Optimising Random Forest: Finding the Ideal Number of Trees for Accurate Predictions

Random Forest is a versatile machine learning tool that’s been used in healthcare, finance, agriculture, and more. It constructs a ‘forest’ of decision trees—each examining data through a sequence of questions, much like a flowchart. The final prediction is then made by combining the insights from each tree, similar to gathering opinions from several trusted experts.

If you’ve ever struggled with tuning your models, figuring out the perfect number of trees can seem daunting. Thankfully, the optRF package in R simplifies this process. In our guide, we walk you through using optRF alongside the ranger package not only to refine predictions but also to sharpen variable selection. We demonstrate this using SNPdata, a dataset featuring yield information from 250 wheat plants paired with 5000 genomic markers—a practical example if you’re interested in genomic prediction and breeding high-yield crops.

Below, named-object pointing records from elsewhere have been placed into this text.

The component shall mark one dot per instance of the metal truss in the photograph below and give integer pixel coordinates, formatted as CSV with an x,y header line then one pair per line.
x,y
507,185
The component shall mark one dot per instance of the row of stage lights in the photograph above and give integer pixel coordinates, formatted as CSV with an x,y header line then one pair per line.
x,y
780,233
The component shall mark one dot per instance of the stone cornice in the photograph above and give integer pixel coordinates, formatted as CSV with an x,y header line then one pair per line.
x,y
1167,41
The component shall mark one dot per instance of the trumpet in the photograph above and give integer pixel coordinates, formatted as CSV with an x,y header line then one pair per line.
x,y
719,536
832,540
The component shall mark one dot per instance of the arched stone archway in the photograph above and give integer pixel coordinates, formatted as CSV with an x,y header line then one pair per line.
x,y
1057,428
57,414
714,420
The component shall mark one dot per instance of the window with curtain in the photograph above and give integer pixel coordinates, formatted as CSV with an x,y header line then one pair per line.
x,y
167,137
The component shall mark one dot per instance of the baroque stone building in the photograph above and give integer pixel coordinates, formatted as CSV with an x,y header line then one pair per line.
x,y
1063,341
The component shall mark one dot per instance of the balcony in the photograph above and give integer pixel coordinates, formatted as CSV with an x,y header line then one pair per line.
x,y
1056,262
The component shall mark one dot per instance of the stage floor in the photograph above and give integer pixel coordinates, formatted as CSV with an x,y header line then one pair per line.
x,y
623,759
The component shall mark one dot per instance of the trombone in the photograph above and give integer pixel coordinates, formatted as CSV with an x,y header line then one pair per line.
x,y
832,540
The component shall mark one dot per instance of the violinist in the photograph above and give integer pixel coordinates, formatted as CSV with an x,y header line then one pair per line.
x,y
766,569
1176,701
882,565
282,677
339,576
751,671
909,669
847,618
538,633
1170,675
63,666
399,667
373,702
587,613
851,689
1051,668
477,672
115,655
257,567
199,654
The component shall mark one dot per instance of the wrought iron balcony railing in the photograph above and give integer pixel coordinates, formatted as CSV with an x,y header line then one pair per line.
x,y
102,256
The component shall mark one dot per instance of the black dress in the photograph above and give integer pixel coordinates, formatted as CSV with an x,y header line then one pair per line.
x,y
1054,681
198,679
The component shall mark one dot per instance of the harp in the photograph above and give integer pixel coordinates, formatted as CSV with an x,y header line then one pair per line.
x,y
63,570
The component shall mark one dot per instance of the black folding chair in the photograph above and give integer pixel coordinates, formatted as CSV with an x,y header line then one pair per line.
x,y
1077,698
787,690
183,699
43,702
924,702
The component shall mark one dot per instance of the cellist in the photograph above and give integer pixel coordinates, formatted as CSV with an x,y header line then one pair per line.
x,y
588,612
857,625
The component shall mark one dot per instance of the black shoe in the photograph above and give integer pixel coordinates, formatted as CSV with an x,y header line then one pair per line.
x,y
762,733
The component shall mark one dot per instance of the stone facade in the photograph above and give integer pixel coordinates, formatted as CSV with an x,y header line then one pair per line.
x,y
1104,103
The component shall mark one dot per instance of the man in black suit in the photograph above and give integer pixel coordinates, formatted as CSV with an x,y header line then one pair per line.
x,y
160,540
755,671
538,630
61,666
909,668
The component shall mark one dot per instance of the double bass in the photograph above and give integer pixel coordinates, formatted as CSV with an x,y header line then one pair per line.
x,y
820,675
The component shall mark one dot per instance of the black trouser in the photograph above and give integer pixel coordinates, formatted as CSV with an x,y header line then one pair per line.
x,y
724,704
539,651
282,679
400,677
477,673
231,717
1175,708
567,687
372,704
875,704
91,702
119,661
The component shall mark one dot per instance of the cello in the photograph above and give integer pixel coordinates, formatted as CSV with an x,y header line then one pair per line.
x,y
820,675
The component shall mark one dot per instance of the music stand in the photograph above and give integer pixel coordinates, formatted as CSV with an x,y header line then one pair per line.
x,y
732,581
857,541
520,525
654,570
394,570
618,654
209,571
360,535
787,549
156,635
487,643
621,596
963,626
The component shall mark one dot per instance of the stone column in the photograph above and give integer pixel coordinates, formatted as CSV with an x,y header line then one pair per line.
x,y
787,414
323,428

We start by splitting the dataset into training and testing sets. The opt_prediction function then helps determine an optimal tree count, recommending about 19,000 trees for making accurate predictions on unseen data. For assessing variable importance, the opt_importance function suggests ramping up to 40,000 trees. Increasing the tree count helps counteract the natural variability of Random Forest models, ensuring more stable results. However, more trees also demand more computation time, so it’s about finding the right balance.

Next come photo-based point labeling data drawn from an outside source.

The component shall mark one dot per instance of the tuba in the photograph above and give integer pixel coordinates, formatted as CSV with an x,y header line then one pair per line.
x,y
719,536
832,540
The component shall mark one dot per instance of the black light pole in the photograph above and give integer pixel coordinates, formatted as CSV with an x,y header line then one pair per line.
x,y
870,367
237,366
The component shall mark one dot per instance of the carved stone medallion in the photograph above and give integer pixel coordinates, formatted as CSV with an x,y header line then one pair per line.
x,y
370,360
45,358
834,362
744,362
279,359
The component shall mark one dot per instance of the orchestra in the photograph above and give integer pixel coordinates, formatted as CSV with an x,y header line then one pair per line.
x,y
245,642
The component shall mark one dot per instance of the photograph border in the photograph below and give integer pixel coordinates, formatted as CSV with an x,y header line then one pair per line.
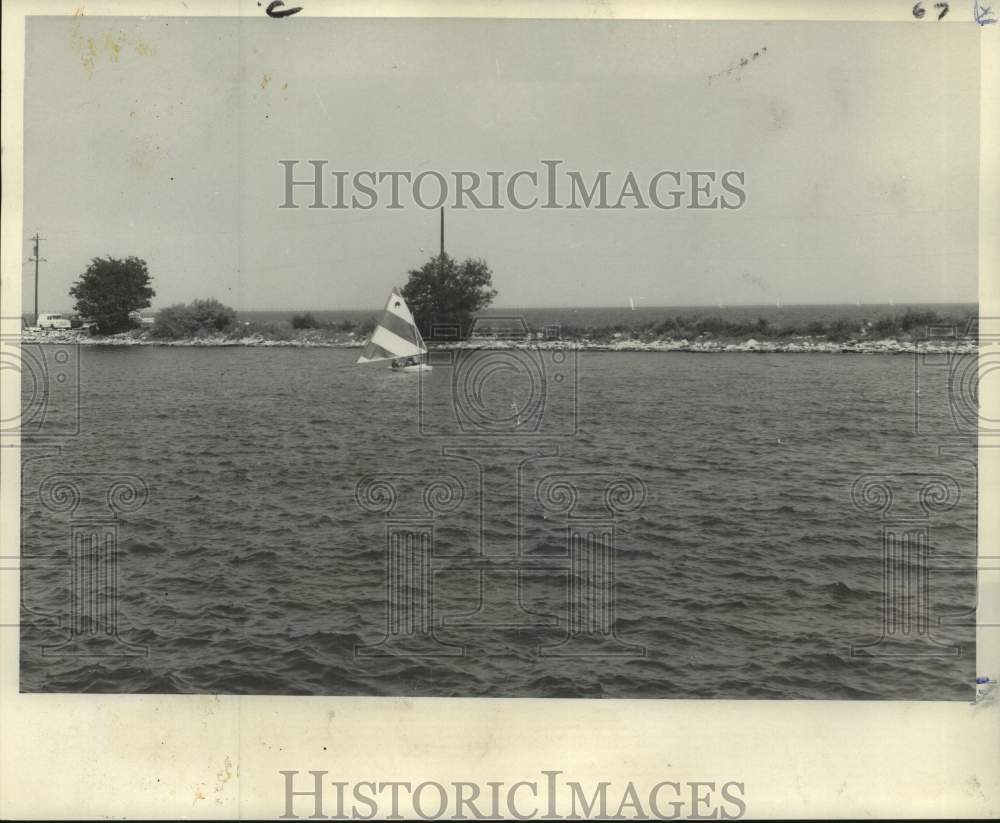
x,y
88,756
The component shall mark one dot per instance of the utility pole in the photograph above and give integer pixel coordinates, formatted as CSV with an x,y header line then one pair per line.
x,y
36,259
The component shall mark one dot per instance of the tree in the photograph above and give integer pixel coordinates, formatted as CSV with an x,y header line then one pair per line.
x,y
196,319
444,292
304,321
110,290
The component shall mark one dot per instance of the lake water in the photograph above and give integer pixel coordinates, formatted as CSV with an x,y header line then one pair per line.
x,y
593,525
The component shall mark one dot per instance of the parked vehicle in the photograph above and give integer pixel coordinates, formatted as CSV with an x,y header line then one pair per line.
x,y
54,321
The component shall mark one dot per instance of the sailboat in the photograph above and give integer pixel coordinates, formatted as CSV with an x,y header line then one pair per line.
x,y
396,338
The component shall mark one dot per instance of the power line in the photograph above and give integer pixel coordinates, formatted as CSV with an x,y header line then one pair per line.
x,y
36,260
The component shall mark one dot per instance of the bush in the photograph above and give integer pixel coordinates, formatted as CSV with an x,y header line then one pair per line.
x,y
305,321
196,319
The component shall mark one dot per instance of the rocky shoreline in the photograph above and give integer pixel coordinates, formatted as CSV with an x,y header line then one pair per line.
x,y
796,345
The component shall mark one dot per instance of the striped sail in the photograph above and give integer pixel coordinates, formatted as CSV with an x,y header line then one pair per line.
x,y
395,335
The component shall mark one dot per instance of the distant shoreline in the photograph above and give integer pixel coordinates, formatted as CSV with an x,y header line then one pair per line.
x,y
796,345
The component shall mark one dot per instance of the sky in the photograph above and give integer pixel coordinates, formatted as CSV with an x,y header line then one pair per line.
x,y
161,138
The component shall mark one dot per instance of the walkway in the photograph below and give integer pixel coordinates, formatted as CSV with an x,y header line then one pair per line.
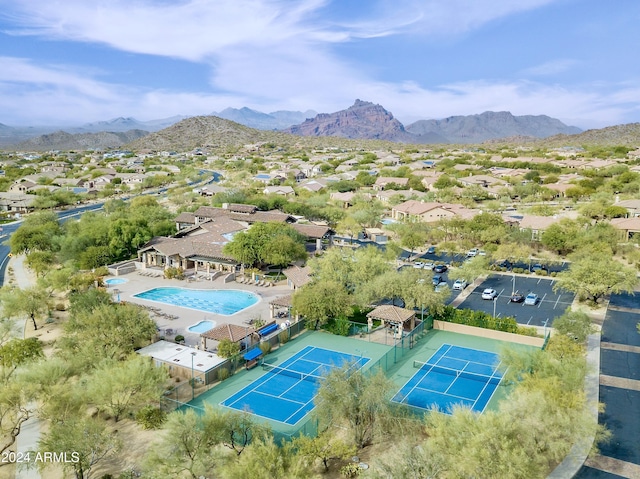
x,y
619,390
29,435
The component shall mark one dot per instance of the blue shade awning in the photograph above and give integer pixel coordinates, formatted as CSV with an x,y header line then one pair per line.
x,y
253,354
268,329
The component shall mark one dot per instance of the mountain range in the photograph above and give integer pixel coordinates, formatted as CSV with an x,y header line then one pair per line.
x,y
362,120
277,120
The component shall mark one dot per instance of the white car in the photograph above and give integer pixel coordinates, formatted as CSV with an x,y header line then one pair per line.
x,y
459,285
490,294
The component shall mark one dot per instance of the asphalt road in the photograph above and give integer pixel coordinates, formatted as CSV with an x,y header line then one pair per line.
x,y
550,304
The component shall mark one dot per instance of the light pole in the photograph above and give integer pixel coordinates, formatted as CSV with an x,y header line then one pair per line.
x,y
193,355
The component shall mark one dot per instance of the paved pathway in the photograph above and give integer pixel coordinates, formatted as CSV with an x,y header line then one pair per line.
x,y
30,432
620,392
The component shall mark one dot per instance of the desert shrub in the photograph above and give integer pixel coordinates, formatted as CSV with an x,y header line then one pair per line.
x,y
265,347
223,373
174,273
284,336
150,417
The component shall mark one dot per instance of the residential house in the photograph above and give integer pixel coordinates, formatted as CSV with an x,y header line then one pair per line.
x,y
297,276
279,190
537,225
184,362
632,206
384,181
430,212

The optRF package addresses this issue by analysing the relationship between the number of trees and model stability. Its plot_stability function provides a clear visual guide, showing that for our dataset, 40,000 trees yield near-perfect stability without excessive computational cost. Use these insights as a practical tip in your own work—you might find that a little fine-tuning goes a long way toward reliable modelling.